By then, Max had regained enough presence of mind to respond, murmuring an apology for his state of undress before ushering her in. He closed the door, left the razor in the washbowl, pulled the coverlet over his unmade bed, slipped on a collarless shirt, and hitched up his suspenders, trying to think quickly and to calm himself as he did so.

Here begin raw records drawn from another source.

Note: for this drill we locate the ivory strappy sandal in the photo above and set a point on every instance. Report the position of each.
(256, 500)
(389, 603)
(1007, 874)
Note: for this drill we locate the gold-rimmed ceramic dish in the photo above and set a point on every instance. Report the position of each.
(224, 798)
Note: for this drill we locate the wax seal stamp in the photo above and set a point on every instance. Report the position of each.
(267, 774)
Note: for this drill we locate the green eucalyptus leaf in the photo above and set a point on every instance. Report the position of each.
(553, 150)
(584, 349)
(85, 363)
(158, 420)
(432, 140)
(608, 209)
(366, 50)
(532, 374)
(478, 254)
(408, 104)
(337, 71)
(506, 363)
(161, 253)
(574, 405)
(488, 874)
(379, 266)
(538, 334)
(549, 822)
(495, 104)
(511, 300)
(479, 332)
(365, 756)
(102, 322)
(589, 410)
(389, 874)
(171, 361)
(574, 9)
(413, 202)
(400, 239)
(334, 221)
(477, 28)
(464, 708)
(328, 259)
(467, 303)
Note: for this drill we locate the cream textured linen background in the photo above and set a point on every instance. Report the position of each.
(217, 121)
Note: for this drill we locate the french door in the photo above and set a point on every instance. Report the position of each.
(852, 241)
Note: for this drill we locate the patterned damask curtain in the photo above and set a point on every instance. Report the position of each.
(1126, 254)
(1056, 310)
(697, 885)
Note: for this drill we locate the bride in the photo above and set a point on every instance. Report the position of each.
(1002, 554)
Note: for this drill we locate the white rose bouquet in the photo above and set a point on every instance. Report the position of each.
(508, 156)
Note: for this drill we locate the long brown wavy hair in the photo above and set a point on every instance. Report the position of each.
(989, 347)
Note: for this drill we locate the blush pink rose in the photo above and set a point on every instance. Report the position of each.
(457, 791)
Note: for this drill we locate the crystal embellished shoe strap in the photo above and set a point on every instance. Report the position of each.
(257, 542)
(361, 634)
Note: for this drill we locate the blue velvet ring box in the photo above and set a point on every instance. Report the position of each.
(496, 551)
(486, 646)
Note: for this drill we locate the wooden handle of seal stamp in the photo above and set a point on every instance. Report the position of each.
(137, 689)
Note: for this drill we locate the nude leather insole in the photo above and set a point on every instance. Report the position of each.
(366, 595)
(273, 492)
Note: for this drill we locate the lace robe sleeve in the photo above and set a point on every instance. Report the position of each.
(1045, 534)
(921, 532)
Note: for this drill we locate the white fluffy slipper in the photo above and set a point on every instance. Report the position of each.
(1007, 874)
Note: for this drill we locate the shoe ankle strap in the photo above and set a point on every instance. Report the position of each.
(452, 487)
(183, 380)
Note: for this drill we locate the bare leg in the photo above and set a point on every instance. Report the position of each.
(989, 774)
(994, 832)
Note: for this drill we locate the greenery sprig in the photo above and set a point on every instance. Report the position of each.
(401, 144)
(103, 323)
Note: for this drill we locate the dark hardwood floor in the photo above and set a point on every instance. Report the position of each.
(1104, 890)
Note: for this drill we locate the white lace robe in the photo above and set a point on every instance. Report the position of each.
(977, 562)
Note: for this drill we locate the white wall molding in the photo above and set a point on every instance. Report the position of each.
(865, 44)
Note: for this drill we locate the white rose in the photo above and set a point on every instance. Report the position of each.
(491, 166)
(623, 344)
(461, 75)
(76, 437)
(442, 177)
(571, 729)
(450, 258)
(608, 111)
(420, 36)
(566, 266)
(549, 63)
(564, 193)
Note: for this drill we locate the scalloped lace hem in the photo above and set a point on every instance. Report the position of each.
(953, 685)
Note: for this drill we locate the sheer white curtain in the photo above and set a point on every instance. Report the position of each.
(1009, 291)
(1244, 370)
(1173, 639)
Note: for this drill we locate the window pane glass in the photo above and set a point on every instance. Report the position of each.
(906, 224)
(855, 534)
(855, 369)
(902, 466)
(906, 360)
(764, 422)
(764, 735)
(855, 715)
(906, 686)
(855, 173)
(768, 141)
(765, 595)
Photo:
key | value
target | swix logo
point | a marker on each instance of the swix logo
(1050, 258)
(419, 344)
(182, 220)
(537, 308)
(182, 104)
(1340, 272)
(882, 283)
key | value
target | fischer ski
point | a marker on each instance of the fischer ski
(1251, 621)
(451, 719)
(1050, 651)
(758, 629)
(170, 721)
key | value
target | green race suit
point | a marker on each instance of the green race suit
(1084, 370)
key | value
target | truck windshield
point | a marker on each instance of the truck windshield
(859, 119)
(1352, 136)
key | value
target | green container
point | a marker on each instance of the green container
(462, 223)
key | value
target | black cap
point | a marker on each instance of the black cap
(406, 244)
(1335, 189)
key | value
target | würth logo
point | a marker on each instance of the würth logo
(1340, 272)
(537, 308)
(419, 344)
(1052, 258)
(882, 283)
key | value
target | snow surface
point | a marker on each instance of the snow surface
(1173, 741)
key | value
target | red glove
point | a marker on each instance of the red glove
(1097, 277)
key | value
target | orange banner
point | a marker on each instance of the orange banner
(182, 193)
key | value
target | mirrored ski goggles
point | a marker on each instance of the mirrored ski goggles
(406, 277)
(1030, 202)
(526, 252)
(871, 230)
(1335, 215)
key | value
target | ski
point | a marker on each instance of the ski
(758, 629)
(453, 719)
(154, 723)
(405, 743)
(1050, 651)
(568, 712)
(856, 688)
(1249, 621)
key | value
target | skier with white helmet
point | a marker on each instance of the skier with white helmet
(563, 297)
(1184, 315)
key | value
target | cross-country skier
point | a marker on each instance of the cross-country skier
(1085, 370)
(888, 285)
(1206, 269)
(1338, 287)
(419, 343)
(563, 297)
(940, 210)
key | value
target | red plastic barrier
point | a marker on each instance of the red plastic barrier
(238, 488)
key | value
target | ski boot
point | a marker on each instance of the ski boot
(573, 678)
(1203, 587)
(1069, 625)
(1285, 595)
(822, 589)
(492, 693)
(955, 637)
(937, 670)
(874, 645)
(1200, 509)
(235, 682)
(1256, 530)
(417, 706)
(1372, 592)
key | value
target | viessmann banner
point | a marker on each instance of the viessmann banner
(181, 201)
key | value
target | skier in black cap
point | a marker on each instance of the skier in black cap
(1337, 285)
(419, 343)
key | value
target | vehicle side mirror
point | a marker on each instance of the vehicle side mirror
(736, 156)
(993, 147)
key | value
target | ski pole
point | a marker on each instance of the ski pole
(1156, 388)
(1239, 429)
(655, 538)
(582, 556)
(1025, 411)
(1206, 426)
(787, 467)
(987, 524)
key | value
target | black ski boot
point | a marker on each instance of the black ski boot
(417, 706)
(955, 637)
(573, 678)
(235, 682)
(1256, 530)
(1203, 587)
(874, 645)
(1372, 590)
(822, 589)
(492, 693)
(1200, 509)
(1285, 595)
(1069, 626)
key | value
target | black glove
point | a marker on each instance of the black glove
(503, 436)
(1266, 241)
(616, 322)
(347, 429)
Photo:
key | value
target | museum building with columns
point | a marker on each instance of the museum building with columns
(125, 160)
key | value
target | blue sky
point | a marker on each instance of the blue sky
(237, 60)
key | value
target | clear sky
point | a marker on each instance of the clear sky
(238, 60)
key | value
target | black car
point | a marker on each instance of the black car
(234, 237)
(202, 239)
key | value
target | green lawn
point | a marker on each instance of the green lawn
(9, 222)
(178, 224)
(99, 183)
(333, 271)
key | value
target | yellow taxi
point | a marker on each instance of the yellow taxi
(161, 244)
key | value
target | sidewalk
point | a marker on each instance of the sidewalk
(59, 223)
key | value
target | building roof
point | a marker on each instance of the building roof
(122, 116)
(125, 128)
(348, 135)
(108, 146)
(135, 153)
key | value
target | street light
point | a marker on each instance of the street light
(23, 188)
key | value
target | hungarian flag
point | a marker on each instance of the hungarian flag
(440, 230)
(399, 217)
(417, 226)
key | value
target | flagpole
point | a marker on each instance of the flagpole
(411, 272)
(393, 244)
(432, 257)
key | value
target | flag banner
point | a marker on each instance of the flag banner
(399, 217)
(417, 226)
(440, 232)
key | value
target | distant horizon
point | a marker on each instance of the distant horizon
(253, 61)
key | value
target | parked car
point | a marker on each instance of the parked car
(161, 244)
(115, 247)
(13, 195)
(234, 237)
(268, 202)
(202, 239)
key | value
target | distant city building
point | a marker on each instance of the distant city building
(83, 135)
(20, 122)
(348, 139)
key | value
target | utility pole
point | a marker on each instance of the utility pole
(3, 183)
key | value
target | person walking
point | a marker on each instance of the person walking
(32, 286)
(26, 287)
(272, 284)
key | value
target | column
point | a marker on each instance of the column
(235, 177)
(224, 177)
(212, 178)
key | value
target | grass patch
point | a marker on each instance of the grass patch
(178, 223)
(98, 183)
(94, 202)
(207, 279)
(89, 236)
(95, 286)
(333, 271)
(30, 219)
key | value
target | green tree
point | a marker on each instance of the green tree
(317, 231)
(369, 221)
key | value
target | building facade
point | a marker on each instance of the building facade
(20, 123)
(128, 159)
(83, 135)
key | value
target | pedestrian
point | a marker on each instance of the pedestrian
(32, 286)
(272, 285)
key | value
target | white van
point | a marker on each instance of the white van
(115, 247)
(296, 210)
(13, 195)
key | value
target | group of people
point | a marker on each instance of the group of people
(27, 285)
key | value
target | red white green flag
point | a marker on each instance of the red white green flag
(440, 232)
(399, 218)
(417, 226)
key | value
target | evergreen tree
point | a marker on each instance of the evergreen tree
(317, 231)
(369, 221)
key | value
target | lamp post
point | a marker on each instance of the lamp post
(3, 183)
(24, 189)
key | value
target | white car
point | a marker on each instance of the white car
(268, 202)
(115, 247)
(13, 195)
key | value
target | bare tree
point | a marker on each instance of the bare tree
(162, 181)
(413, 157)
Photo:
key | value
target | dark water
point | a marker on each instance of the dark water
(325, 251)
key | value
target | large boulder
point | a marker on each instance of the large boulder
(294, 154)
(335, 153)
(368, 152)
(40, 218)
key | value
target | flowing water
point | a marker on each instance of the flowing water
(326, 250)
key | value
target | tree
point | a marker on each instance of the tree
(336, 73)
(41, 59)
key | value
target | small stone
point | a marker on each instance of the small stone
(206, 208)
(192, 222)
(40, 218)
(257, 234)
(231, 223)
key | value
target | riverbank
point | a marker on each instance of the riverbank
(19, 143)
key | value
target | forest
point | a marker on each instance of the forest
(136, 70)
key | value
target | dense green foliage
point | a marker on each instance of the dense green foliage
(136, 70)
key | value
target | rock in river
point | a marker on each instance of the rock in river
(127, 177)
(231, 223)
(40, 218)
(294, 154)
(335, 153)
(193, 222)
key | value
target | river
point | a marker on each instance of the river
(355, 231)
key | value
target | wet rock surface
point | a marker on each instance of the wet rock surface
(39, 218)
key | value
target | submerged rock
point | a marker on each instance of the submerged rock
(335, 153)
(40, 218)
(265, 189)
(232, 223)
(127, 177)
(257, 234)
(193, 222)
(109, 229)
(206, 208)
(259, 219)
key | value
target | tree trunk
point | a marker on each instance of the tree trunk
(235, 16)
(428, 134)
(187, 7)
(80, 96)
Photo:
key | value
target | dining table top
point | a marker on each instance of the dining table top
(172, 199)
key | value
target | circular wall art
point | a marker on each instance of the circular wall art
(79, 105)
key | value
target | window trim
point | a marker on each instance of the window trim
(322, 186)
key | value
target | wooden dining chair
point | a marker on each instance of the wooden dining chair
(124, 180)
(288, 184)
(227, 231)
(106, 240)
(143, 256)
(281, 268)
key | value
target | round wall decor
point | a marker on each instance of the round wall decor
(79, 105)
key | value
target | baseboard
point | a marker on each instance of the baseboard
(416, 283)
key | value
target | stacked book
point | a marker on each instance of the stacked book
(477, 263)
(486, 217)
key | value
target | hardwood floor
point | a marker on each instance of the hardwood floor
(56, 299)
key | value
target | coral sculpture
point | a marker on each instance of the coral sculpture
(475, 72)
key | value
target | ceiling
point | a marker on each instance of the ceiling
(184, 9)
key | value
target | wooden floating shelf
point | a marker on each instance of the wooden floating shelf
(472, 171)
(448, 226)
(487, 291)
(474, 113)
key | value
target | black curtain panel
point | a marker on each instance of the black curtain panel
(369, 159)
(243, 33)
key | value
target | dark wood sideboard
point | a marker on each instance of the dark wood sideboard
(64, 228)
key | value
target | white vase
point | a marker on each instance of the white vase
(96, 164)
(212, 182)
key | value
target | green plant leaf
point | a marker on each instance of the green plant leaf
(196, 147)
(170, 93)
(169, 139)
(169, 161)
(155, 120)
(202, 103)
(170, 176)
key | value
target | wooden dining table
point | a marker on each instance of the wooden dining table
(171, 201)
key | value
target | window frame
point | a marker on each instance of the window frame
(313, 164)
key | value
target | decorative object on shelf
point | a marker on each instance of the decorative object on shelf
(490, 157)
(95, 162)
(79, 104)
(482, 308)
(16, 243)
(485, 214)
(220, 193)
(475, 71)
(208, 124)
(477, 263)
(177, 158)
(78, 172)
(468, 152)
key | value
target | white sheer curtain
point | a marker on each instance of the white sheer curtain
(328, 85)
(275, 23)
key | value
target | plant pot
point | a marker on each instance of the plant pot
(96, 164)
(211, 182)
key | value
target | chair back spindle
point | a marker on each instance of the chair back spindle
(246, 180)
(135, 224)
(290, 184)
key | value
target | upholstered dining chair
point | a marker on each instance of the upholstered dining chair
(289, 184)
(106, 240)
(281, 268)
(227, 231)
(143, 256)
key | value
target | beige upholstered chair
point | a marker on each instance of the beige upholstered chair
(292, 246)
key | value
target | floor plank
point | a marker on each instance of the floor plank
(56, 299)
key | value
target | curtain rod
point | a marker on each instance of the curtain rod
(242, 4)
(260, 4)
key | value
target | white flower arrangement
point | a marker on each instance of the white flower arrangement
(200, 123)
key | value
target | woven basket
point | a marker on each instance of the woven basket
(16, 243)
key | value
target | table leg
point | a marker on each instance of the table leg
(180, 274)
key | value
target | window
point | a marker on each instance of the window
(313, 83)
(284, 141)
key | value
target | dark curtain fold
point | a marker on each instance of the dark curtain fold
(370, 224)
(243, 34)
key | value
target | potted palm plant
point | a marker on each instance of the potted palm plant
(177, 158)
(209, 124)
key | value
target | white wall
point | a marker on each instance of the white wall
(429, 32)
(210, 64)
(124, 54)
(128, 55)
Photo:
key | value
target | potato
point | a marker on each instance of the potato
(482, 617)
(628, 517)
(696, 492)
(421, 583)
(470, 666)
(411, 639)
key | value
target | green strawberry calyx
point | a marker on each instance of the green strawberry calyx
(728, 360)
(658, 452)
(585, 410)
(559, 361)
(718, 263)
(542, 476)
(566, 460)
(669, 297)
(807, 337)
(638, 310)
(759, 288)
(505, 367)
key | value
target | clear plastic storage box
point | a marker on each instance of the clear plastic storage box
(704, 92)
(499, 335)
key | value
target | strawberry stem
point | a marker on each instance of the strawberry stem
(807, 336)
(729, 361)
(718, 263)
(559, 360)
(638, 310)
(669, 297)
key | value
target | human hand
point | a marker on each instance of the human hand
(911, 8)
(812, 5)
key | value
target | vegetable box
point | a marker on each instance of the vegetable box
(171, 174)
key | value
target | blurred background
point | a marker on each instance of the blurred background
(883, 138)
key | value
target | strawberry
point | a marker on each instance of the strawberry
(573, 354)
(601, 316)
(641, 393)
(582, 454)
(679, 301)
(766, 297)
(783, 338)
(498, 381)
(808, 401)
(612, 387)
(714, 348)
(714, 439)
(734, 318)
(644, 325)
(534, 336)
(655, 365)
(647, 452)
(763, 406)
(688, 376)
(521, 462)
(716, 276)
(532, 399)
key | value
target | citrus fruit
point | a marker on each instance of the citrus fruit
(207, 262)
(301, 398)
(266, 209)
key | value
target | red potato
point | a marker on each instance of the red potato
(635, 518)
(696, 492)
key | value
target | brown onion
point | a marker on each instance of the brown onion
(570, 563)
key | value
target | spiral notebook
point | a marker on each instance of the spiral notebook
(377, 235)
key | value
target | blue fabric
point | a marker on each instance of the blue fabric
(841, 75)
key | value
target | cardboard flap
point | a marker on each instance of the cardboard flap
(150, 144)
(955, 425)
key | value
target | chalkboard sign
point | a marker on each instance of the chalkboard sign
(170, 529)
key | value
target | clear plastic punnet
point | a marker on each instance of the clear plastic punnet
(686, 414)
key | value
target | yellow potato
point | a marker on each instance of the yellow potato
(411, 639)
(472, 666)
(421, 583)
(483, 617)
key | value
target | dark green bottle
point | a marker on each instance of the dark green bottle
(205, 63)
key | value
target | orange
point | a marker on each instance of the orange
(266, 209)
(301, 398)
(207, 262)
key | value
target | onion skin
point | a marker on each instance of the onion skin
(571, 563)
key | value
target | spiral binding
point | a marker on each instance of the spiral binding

“Forgive the mess. I had no idea . . .”

Mecha Inzunza had not uttered another word and was watching him tidy up, apparently relishing his embarrassment.

“I came to fetch my glove.”

Max blinked, not understanding.

“Your glove?”

“Yes.”

Still flustered, he finally realized what she meant and opened the wardrobe. The glove was still protruding from the top pocket of the jacket he had been wearing the night before. Next to that hung a gray, three-piece suit, a pair of flannel trousers, and the two evening jackets, a tuxedo and a tailcoat that he wore for work. There was also a pair of black patent leather shoes, half a dozen ties and pairs of socks (he had darned one of them that morning using a maté gourd), three white shirts, and half a dozen starched shirtfronts and cuffs. That was all. In the wardrobe mirror, Max noticed she was studying his movements, and felt ashamed that she
should see how few clothes he owned. He made as if to put a jacket on over his shirt, but saw that she was shaking her head.